The Silence of the Lambs is a film about the eyes: what the eyes see, what they choose to avoid, windows to the soul. Demme’s penchant for full-frame and centered closeups on actors is used to maximum effect in this film, often having their eyes looking directly at the camera. There are so many levels to the ways eyes and voyeurism are used in this film, but one example stuck out at me.
The film serves as a commentary on feminist issues and the struggle of being female in a male-dominated field of work. Clarice Starling is framed in ways that emphasize her juxtaposition against a patriarchal world throughout the film.
This framing is powerful, but never used in an exploitative way.

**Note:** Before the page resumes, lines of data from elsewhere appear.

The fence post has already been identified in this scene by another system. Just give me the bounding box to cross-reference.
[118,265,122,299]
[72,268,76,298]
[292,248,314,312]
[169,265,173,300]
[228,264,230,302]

By this I mean she is never framed in a way that presents her as a sexual object of male pleasure for the audience; the concept of the male gaze, coined by feminist film theorist Laura Mulvey.
The interesting thing about The Silence of the Lambs is that is uses a more literal male gaze in the film, in which we can see various characters examining Starling in a sexual or demeaning way. Throughout the film, male characters make flirtatious or debasing comments towards Starling while looking her right in the eyes, causing her to break eye contact, if only momentarily.
First with Dr. Chilton commenting on how attractive he finds Starling:
Then with Hannibal Lecter examining the various fragrances she wears:
And again, when Sherrif Perkins examines Starling in light of Jack Crawford’s comments about her being unable to stomach sexual violence:
In each of these scenarios, the male character and Starling are making eye contact, but she is made to look away.
It is only after examining these instances that the significance of Starling’s interaction with the cross-eyed entomologist Pilcher becomes apparent. At the start of their examination of the death’s-head hawkmoth, Starling is focused on the insect cocoon. However, as Pilcher’s comments becoming increasingly flirtatious, Starling looks away from the procedure and maintains eye contact until Pilcher is the one to break it, rather than her.
This is an odd but extremely effective visual metaphor. Starling is not intimidated by Pilcher’s comments because he is literally incapable of exercising the male gaze due to his crossed eyes. It could be that Demme was using this scene to represent growth for Starling’s character, or some other meaning I am unaware of. Even if I don’t fully understand why this symbolism is being used here, it’s clever as hell. Jonathan Demme, you will be sorely missed.